Acute renal failure(ARF) usually has more than one cause and almost always includes an ischemic or nephrotoxic component to varying degrees. Regeneration and repair appear to be modulated by circulating and locally produced growth factors including insulin-like growth factors(IGFs). This study examined the change of serum and renal IGF-IGFBP axis in uremic rat by using IGF-I radioimmunoassay, Western ligand blot, immunohistochemical study and Northern blot analysis. Sera and kidney samples were obtained before and after 1, 3, 5, 7, 10 and 14 days of 45 minutes bilateral renal pedicle clamping. The results were as follows. 1) Following bilateral renal pedicle clamping, rats lost their weight, reaching a maximum after 3 days of ischemic injury. On day 10 uremic rats were still below their starting weights. 2) Following acute ischemic renal injury, serum creatinine rose, reaching a maximum after 3 days.

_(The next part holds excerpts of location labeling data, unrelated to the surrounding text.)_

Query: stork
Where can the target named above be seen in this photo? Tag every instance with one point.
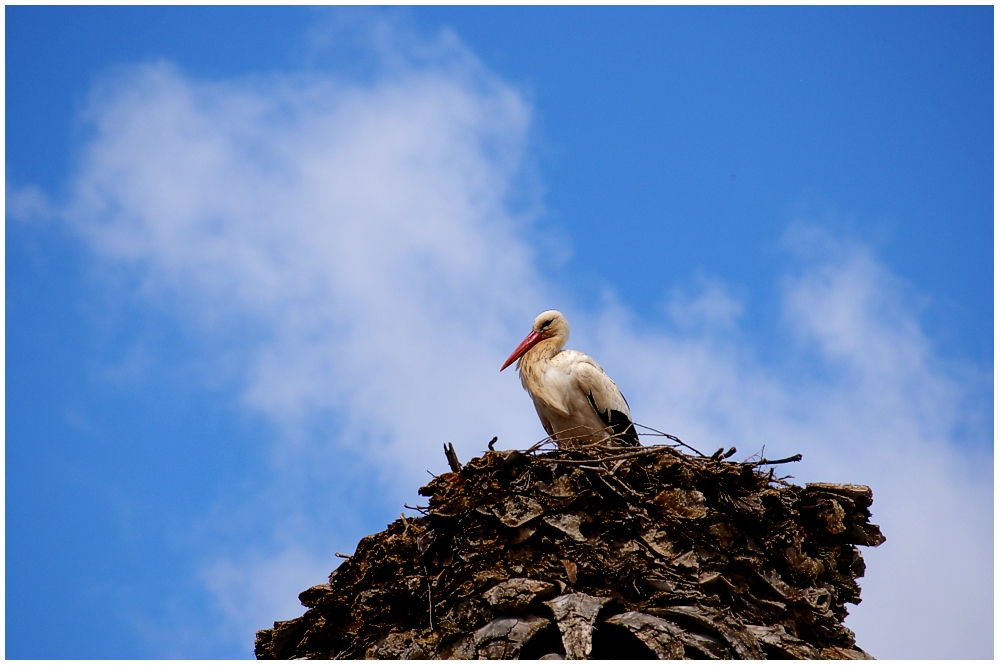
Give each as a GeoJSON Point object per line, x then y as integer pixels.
{"type": "Point", "coordinates": [575, 400]}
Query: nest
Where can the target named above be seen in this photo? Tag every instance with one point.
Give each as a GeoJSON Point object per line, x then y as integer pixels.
{"type": "Point", "coordinates": [598, 551]}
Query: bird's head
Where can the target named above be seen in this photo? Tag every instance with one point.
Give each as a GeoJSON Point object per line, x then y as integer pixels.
{"type": "Point", "coordinates": [548, 325]}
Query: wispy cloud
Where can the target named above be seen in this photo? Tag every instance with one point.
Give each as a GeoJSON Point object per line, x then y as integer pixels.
{"type": "Point", "coordinates": [355, 245]}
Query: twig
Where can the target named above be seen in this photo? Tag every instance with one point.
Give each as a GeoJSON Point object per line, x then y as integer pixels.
{"type": "Point", "coordinates": [614, 458]}
{"type": "Point", "coordinates": [449, 452]}
{"type": "Point", "coordinates": [430, 600]}
{"type": "Point", "coordinates": [671, 437]}
{"type": "Point", "coordinates": [793, 458]}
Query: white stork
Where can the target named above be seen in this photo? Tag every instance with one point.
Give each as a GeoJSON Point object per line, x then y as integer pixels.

By the 10th day serum creatinine levels had fallen to normal values. 3) Serum IGF-I concentration after 1 day following ischemic injury was significantly decreased compared to preischemic value. However the decreased level was returned to normal value after 3 days of ischemic injury. 4) The alteration of serum IGFBP profiles was observed in uremic rat. The 37-45 kDa sized IGFBP (probably IGFBP-3) was increased after 3 days of ischemic renal injury and continued until 10 days of ischemic injury. Another 28 kDa sized IGFBP also increased after 3 days of ischemic injury. 5) In preischemic kidney, immunoreactive IGF-I were primarily present in cortical tubule. However, IGF-I was markedly decreased on day 3 uremic rat. 6) IGFBP-3 and -7 mRNA in uremic kidney were temporally decreased on day 1 but increased to normal or higher levels after 3 days of ischemic renal injury. IGFBP-1 and -4 mRNA were markedly increased after 1 day and maintained high levels until 5 days(IGFBP-1) and 14 days(IGFBP-4) of ischemic renal injury. These findings suggest that IGF-IGFBP axis may involve in the pathogenesis or the recovery from acute renal failure.